# Scope of opportunities in Business Analytics/Intelligence??



## WannaGetOut (Jun 23, 2009)

Hi - just wondering if any of you have any infor regarding the scope of business intelligence, analytics and reporting in the GCC job markets. I know the job market itself isn't great but what are the prospects of jobs in this particular area once the market gets better??

I'm asking because I'm considering a job that would require creating reports and analyzing data using BI software such as Cognos, SAS and Business Objects. 

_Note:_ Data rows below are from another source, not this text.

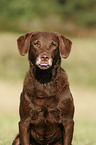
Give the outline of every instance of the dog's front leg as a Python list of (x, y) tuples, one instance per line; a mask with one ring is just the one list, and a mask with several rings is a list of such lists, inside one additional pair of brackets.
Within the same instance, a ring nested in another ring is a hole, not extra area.
[(74, 121), (72, 119), (67, 119), (63, 122), (63, 145), (71, 145), (73, 130), (74, 130)]
[(19, 133), (21, 145), (30, 145), (30, 118), (19, 122)]

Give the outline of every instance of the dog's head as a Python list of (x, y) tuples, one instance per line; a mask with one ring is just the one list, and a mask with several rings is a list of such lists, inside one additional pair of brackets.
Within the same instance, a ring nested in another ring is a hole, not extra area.
[(19, 53), (29, 53), (29, 60), (40, 69), (50, 68), (61, 56), (67, 58), (72, 42), (55, 32), (32, 32), (17, 40)]

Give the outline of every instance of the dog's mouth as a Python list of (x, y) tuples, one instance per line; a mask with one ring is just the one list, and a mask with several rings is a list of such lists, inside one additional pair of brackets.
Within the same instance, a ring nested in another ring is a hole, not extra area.
[(40, 69), (46, 70), (52, 66), (52, 58), (46, 55), (40, 55), (36, 59), (36, 65)]

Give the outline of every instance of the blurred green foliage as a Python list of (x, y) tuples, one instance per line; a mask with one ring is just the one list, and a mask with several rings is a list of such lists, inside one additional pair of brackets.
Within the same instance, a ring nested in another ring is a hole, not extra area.
[(62, 32), (65, 23), (95, 27), (96, 0), (0, 0), (1, 31)]

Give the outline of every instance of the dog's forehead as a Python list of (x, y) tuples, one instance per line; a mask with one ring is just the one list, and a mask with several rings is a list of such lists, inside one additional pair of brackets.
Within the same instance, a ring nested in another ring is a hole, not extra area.
[(56, 36), (55, 33), (52, 32), (38, 32), (35, 33), (32, 40), (40, 40), (40, 41), (57, 41), (58, 42), (58, 37)]

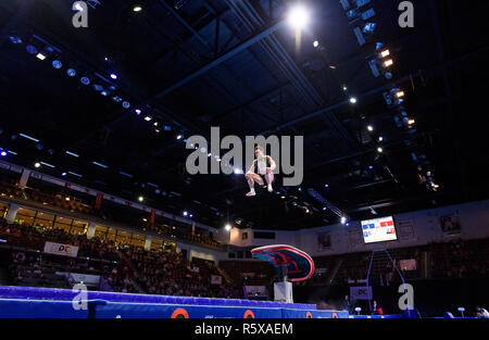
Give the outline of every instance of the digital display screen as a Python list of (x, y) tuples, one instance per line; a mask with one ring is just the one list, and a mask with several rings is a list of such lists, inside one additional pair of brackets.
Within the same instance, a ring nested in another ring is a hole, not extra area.
[(396, 241), (398, 239), (392, 216), (362, 221), (362, 234), (365, 243)]

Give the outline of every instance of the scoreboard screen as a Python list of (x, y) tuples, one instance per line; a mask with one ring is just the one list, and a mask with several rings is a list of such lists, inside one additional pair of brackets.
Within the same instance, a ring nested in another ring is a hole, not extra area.
[(392, 216), (362, 221), (362, 234), (365, 243), (396, 241), (396, 228)]

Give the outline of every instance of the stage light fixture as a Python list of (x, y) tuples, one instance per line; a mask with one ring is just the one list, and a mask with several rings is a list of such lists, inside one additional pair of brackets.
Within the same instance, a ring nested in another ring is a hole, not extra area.
[(25, 49), (29, 54), (37, 54), (37, 48), (33, 45), (27, 45)]
[(39, 60), (42, 60), (42, 61), (46, 60), (46, 55), (40, 53), (40, 52), (37, 53), (36, 58), (39, 59)]
[(12, 43), (22, 43), (22, 39), (18, 38), (18, 37), (10, 36), (10, 37), (9, 37), (9, 40), (10, 40)]
[(389, 50), (384, 50), (380, 52), (380, 58), (386, 58), (390, 55), (390, 51)]
[(63, 63), (60, 62), (59, 60), (55, 60), (52, 62), (52, 66), (57, 70), (60, 70), (61, 67), (63, 67)]
[(392, 65), (393, 65), (392, 59), (386, 60), (386, 61), (384, 62), (384, 67), (390, 67), (390, 66), (392, 66)]
[(287, 22), (297, 30), (303, 29), (310, 22), (310, 13), (303, 5), (296, 4), (289, 10)]

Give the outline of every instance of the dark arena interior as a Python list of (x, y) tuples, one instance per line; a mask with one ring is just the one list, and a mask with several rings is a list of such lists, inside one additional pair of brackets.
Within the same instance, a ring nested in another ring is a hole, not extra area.
[(488, 13), (1, 0), (0, 317), (489, 318)]

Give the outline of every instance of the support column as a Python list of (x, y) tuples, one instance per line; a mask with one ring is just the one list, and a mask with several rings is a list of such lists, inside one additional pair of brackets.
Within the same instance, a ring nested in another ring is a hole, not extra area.
[(151, 240), (153, 238), (149, 235), (146, 236), (146, 241), (145, 241), (145, 250), (151, 250)]
[(15, 217), (17, 216), (18, 204), (10, 203), (9, 211), (7, 212), (7, 223), (13, 224), (15, 222)]
[(95, 222), (90, 222), (88, 224), (87, 239), (91, 239), (95, 236), (96, 228), (97, 228), (97, 226), (96, 226)]
[(29, 169), (23, 169), (21, 175), (21, 180), (18, 181), (18, 187), (22, 189), (25, 189), (27, 187), (27, 181), (29, 180), (30, 171)]

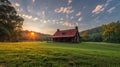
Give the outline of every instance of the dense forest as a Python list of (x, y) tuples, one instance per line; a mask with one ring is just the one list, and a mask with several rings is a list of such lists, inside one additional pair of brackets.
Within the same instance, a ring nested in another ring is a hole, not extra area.
[(80, 32), (83, 41), (120, 43), (120, 21)]
[(0, 0), (0, 41), (17, 41), (24, 19), (8, 0)]

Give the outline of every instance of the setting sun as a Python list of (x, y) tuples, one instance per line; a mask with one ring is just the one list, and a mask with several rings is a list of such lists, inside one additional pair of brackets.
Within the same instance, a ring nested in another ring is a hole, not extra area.
[(32, 36), (34, 36), (34, 35), (35, 35), (35, 33), (34, 33), (34, 32), (31, 32), (30, 34), (31, 34)]

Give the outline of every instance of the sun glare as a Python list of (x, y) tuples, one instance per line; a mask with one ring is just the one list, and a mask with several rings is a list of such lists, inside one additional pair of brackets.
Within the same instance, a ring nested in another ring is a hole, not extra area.
[(31, 32), (31, 35), (32, 35), (32, 36), (34, 36), (34, 35), (35, 35), (35, 33), (34, 33), (34, 32)]

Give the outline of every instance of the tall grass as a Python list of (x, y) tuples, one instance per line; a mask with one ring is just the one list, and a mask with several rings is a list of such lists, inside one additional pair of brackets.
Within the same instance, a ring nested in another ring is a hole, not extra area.
[(1, 67), (119, 67), (120, 44), (0, 43)]

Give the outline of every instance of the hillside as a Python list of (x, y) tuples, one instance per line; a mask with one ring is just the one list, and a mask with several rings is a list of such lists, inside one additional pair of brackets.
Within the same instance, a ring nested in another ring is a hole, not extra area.
[[(34, 36), (33, 36), (34, 38), (31, 36), (31, 32), (34, 33)], [(22, 31), (21, 34), (22, 34), (21, 35), (22, 41), (32, 41), (33, 39), (34, 41), (47, 41), (47, 40), (50, 40), (50, 37), (51, 37), (51, 35), (49, 34), (43, 34), (40, 32), (34, 32), (34, 31), (28, 31), (28, 30)]]
[(1, 67), (119, 67), (120, 44), (0, 43)]
[(82, 34), (85, 31), (87, 31), (89, 35), (96, 34), (96, 33), (102, 33), (102, 26), (81, 31), (80, 34)]

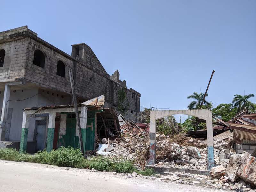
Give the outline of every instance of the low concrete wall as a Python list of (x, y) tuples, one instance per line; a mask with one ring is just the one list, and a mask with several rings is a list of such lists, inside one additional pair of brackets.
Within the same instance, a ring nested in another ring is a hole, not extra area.
[(184, 168), (172, 167), (158, 167), (154, 165), (146, 165), (147, 168), (151, 168), (155, 172), (164, 174), (170, 172), (185, 172), (185, 173), (190, 173), (191, 174), (198, 174), (203, 175), (210, 175), (209, 172), (208, 171), (196, 170)]
[(256, 145), (245, 145), (236, 144), (236, 152), (237, 153), (242, 154), (244, 151), (246, 151), (251, 154), (255, 148), (256, 148)]
[[(20, 142), (11, 142), (11, 141), (0, 141), (0, 149), (12, 148), (20, 150)], [(29, 153), (34, 153), (36, 152), (36, 141), (28, 142), (27, 152)]]

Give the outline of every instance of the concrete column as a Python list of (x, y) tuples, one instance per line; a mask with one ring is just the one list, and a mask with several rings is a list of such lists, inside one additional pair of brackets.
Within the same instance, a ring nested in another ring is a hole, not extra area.
[(213, 153), (213, 134), (212, 132), (212, 112), (209, 110), (206, 121), (207, 129), (207, 148), (208, 150), (208, 170), (214, 166)]
[(6, 84), (4, 88), (4, 100), (2, 107), (2, 113), (1, 116), (1, 127), (0, 127), (0, 141), (4, 141), (5, 137), (5, 124), (6, 123), (7, 114), (8, 114), (9, 102), (10, 100), (11, 86)]
[(46, 150), (50, 152), (52, 150), (53, 145), (54, 130), (55, 128), (55, 118), (56, 113), (49, 113), (49, 120), (48, 121), (48, 129), (47, 131), (47, 142)]
[(156, 162), (156, 121), (154, 112), (150, 111), (149, 122), (149, 158), (148, 164), (154, 165)]
[(20, 135), (20, 151), (21, 153), (23, 153), (27, 151), (29, 118), (29, 115), (27, 114), (26, 111), (24, 111), (23, 112), (21, 133)]
[[(81, 133), (82, 135), (83, 145), (84, 152), (85, 151), (85, 143), (86, 142), (86, 129), (87, 125), (87, 108), (85, 106), (81, 108), (81, 113), (80, 117), (80, 124), (81, 126)], [(79, 141), (79, 143), (80, 141)], [(81, 146), (81, 144), (80, 144)]]

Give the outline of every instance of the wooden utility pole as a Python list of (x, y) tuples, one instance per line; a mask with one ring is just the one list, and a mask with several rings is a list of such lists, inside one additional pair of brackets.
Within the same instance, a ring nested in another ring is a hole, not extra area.
[(208, 83), (208, 86), (207, 86), (207, 88), (206, 88), (206, 91), (205, 91), (205, 93), (204, 93), (204, 99), (203, 99), (203, 101), (202, 101), (202, 103), (201, 104), (201, 106), (203, 105), (203, 104), (204, 104), (204, 99), (205, 98), (205, 96), (207, 93), (207, 91), (208, 91), (208, 88), (209, 88), (209, 86), (210, 85), (211, 81), (212, 80), (212, 76), (213, 75), (213, 73), (214, 73), (214, 72), (215, 72), (215, 71), (213, 70), (212, 71), (212, 75), (211, 76), (211, 78), (210, 78), (210, 80), (209, 81), (209, 83)]
[(74, 84), (74, 80), (73, 79), (73, 75), (72, 71), (68, 66), (68, 73), (69, 75), (69, 79), (70, 79), (70, 84), (71, 85), (71, 90), (72, 91), (72, 96), (73, 98), (73, 102), (75, 106), (75, 110), (76, 111), (76, 123), (78, 125), (78, 136), (79, 138), (79, 140), (80, 141), (80, 145), (81, 146), (81, 152), (83, 156), (84, 156), (84, 146), (83, 144), (83, 140), (82, 139), (82, 134), (81, 132), (81, 125), (80, 124), (80, 117), (79, 116), (79, 114), (78, 112), (78, 107), (77, 103), (76, 102), (76, 90), (75, 89), (75, 85)]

As always, your thoughts are much appreciated!


----------



## Andy Capp (Oct 5, 2008)

Are you considering a job here? If so then the market is obviously OK cos they're hiring you!


----------



## WannaGetOut (Jun 23, 2009)

haha... good point Andy and I appreciate your amazingly prompt response. The job is here, not there! I'm not there yet but am still planting the seeds, which is why I asked. If such an opportunity cannot lead to finding a related opportunity in the GCC, then for me it doesn't make sense to pursue. 

Your thoughts? 




Andy Capp said:


> Are you considering a job here? If so then the market is obviously OK cos they're hiring you!


----------



## Andy Capp (Oct 5, 2008)

Well Business Objects and Cognos both have places here, as do Cisco, Oracle, Microsoft, HP and many many more. In my opinion you'd be better off working for one of those companies directly and getting a transfer....


----------



## Mr Rossi (May 16, 2009)

WannaGetOut said:


> business intelligence



I think that would be a good start.


----------



## WannaGetOut (Jun 23, 2009)

Mr Rossi said:


> I think that would be a good start.


Hey Rossi - how've you been?? Hope things are goin well for you. Did you find something that focuses more on your expertise? 

Thanks for the insight.


----------